2.                  Ekology. Strategi pembangunan ekonomi harus memahami kapasitas ekosistem yang ada.
3.                  Equity.  Harus terjamin akses yang seimbang antara untuk pekerjaan, pendidikan, sumberdaya alam, dan pelayanan untuk semua orang.
4.                  Education. Seluruh warga dan kelembagaan-kelembagaan memperoleh informasi yang cukup dan komprehensif khususnya untuk perilaku-perilaku yang memperngaruhi keberlanjutan. Juga harus dikembangkan kurikulum yang interdisiplin untuk membuka kesempatan pelajar memahami tentang PB.
5.                  Evaluation. Identifikasi kunci-kunci keberlanjutan yang mengukur arah dan besar dampak dari aktifitas sosial dan ekonomi terhadap sumberdaya alam dan human system. Ini akan menyediakan feedback yang memungkinkan untuk melakukan koreksi terhadap apa yang sedang berjalan menuju keberlanjutan.

Konsep PB merupakan salah satu prinsip pokok dalam merumuskan Millenium Goals[9] memiliki delapan program, yaitu: (1) penghapusan kemiskinan yang ekstrim dan kelaparan, serta mengurangi setengah jumlah penduduk miskin yang hidup kurang dari satu dollar AS per hari; (2) akses terhadap pendidikan dasar; (3) mempromosikan kesetaraan gender dan pemberdayaan perempuan; (4) mengurangi tingkat kematian balita; (5) peningkatan kesehatan ibu; (6) memerangi HIV/AIDS, malaria dan penyakit menular lain; (7) menjamin keberlanjutan lingkungan dengan  mengintegrasikan prinsip-prinsip pembangunan berkelanjutan ke dalam kebijakan dan program-program tiap negara untuk menghambat kerusakan sumberdaya alam[10]; dan (8) mengembangkan kemitraan global untuk pembangunan, dengan terus mengembangkan pasar terbuka dan sistem finansial, termasuk komitmen untuk good governance, pembangunan dan pengurangan kemiskinan.
Bagiamana mengukur keberhasilan pembangunan berkelanjutan?
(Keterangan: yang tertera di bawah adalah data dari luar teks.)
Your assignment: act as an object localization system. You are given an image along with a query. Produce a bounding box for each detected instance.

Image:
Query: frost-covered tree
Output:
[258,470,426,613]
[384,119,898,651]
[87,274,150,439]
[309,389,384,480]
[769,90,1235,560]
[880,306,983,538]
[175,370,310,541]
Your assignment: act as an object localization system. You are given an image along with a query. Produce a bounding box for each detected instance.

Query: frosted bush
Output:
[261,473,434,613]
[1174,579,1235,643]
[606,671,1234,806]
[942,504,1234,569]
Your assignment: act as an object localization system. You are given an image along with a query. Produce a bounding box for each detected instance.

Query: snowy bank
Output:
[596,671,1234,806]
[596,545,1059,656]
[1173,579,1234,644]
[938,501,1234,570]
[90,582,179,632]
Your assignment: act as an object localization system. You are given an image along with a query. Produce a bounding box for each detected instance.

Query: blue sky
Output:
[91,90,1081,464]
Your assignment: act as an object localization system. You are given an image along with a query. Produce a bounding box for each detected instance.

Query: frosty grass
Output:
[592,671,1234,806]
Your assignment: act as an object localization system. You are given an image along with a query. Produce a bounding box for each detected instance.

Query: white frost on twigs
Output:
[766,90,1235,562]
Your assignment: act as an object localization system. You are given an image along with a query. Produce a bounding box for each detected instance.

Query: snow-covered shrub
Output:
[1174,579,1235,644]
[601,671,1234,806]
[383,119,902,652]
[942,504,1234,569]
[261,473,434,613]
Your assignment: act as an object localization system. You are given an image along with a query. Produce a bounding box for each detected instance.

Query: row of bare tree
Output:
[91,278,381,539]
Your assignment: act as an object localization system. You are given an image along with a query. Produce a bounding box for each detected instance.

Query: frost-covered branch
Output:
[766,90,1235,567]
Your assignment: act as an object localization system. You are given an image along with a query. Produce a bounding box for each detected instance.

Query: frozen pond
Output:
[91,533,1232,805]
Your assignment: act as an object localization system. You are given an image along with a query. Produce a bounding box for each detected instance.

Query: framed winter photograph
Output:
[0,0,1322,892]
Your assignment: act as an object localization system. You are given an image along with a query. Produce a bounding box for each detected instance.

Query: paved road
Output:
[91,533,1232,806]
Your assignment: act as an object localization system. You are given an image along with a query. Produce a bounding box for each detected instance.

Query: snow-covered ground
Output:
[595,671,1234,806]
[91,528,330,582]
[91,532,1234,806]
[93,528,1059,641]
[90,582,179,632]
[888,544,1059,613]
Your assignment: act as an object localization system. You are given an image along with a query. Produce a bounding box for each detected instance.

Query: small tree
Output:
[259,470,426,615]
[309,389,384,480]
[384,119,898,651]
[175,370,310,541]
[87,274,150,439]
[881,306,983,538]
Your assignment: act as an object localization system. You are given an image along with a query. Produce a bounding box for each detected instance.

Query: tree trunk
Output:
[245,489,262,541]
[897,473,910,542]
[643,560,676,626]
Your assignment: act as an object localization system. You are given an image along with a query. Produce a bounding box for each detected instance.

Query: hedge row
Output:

Pembangunan berkelanjutan bukanlah suatu kondisi harmoni yang diam, namun merupakan sebuah proses evolusi yang sedang berlangsung, dimana manusia mengambil peran sebagai pelaku pembangunan, yang berupaya memenuhi kebutuhannya dengan tetap mengkompromikan dengan kemampuan generasi selanjutnya untuk juga memenuhi kebutuhannya.
Yang harus diingat adalah bahwa, PB merupakan masalah pilihan sosial (social choice), yaitu pilihan-pilihan yang dilakukan oleh individu, keluarga, komunitas, berbagai organisasi dalam masyarakat sipil, dan pemerintah. PB juga merupakan proses dua arah. Ringkasnya, PB mengikat kita semua untuk memperhatikan jangka panjang dan memperhatikan tempat kita dalam ekosistem. Ini membutuhkan refleksi yang terus menerus terhadap berbagai bentuk aktifitas manusia. Ia membutuhkan perspektif baru bagaimana melihat dunia, yaitu perspektif yang mampu menjembatani bebagai ide dan disiplin baik kontemporer maupun tradisional yang  sebelumnya tidak sejalan.
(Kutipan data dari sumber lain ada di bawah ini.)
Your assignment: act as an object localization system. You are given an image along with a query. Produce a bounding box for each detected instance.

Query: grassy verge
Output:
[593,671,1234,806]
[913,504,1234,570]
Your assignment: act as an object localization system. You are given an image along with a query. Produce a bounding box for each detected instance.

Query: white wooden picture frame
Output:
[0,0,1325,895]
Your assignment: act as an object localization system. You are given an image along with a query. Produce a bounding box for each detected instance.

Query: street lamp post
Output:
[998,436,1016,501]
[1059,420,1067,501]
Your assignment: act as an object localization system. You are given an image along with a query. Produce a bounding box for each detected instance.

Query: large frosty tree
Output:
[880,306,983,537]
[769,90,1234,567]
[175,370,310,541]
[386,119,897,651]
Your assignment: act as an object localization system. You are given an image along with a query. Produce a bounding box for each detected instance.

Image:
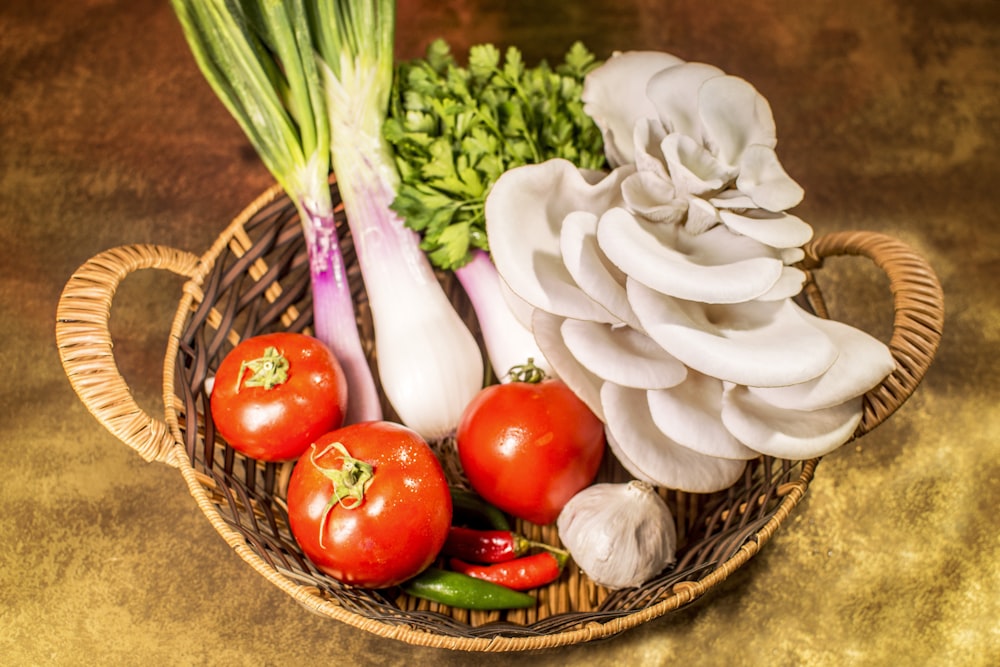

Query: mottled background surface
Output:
[0,0,1000,667]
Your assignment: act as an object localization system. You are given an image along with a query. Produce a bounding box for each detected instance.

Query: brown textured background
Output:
[0,0,1000,667]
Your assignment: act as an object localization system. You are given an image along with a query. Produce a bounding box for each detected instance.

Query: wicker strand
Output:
[57,179,943,652]
[803,231,944,438]
[56,245,201,462]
Sebagai panduan, dalam  “The Bellagio Principles” tercantum prinsip-prinsip untuk menilai keberhasilan PB, yaitu[11]:
1.              Guiding Vision and Goals. Untuk tahu bahwa ada kemajuan dalam pembangunan berkelanjutan, maka perlu visi yang jelas tentang apa itu pembangunan berkelanjutan dan tujun yang akan dicapai dari visi tersebut.
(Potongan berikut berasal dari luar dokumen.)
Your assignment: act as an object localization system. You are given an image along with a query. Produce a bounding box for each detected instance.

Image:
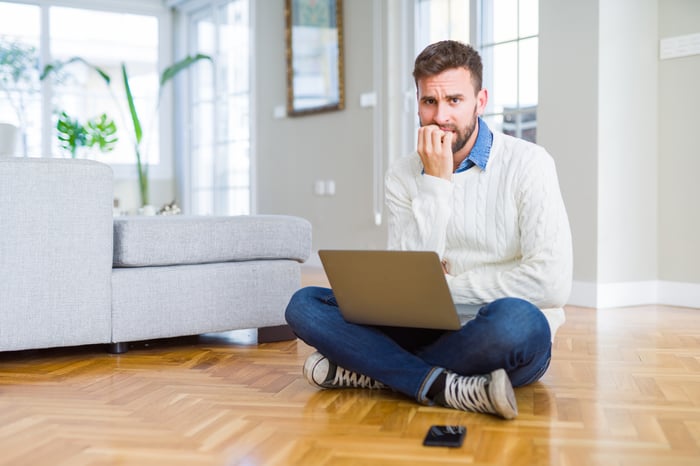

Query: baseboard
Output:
[569,280,700,308]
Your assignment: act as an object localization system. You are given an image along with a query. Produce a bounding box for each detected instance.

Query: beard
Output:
[420,104,478,154]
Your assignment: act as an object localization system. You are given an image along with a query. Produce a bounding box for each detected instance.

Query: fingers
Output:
[417,125,453,179]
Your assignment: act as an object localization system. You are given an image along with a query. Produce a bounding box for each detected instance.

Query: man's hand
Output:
[418,125,454,180]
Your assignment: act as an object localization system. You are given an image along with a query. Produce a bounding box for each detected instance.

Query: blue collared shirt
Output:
[455,118,493,173]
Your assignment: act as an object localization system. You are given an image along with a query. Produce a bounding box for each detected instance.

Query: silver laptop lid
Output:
[319,250,461,330]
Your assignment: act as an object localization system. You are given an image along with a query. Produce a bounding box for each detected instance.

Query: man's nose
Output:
[435,102,451,125]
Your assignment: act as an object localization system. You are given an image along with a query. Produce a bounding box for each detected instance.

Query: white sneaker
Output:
[304,351,386,390]
[435,369,518,419]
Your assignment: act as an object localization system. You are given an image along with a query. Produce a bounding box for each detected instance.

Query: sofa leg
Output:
[258,325,297,343]
[107,341,129,354]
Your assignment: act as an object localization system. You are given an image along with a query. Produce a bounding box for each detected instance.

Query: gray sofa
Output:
[0,158,311,352]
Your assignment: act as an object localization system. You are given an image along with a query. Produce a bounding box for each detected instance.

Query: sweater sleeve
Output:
[446,151,573,308]
[385,154,453,257]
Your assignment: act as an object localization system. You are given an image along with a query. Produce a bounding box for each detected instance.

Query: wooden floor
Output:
[0,276,700,466]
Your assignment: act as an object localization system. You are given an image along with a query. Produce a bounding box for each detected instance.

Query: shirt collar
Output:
[455,117,493,173]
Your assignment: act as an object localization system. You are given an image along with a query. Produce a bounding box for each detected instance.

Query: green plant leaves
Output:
[56,112,119,158]
[85,113,119,152]
[160,53,211,88]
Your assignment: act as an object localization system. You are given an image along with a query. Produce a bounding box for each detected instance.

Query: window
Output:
[476,0,539,142]
[0,0,169,173]
[0,2,42,156]
[183,0,253,215]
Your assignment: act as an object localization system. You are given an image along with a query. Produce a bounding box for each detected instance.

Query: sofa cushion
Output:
[113,215,311,267]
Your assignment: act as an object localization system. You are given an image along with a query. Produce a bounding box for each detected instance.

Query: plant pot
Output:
[0,123,19,157]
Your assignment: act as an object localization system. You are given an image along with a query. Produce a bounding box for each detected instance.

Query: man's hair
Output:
[413,40,483,92]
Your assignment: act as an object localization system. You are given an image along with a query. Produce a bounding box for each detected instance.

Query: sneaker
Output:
[304,351,386,390]
[435,369,518,419]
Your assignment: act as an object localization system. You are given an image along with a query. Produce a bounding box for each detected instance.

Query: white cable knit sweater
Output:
[385,132,572,339]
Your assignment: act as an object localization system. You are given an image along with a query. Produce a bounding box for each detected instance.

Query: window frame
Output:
[2,0,174,180]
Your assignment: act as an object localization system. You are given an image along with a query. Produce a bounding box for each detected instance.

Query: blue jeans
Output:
[286,287,552,404]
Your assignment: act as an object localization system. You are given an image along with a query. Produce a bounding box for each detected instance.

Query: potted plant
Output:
[56,112,119,158]
[41,53,211,207]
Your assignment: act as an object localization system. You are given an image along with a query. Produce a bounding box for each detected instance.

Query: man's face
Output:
[417,68,487,159]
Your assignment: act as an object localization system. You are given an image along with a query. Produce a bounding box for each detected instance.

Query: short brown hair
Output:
[413,40,483,92]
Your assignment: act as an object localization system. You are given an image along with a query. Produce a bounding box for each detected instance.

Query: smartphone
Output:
[423,426,467,448]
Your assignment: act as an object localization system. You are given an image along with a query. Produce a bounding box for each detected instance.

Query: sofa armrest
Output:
[0,158,113,350]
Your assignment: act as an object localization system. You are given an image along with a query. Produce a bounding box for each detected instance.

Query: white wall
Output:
[658,0,700,288]
[538,0,700,307]
[254,0,386,255]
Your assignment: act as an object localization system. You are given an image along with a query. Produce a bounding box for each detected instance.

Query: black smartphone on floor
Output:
[423,426,467,448]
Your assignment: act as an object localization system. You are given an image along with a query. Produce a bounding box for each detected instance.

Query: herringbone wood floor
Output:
[0,270,700,466]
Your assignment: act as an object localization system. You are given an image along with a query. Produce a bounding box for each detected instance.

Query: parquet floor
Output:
[0,268,700,466]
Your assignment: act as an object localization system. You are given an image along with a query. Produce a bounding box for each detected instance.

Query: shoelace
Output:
[333,367,384,390]
[445,374,494,413]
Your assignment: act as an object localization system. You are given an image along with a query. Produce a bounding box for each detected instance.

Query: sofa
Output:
[0,157,311,353]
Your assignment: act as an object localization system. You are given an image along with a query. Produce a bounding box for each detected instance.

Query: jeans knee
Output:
[284,286,333,328]
[479,298,551,342]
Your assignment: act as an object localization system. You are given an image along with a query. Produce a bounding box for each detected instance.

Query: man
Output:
[286,41,572,419]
2.              Holistic Perspective. Perlu pemahaman terhadap sistem secara keseluruhan, dan juga bagian demi bagian dari sistem tersebut. Perlu pertimbangan  baik dari sisi kesejahteraan sosial, ekologi, ekonomi. Dan juga paham konsekwensi positif dan negatif dari sistem ekologi dan manusia, dalam konsep finansial maupun bukan.
3.              Essential Elements. Pertimbangkan kecukupan namun juga disparitas secara tepat antara kebutuhan sekarang dengan generasi mendatang, berkaitan dengan penggunaan sumberdaya, konsumsi berlebih dan kemiskinan, human rights, dan akses terhadap pelayanan. Pertimbangkan pembangunan ekonomi dengan aktifitas non pasar yang berkontribusi terhadap peradaban manusia.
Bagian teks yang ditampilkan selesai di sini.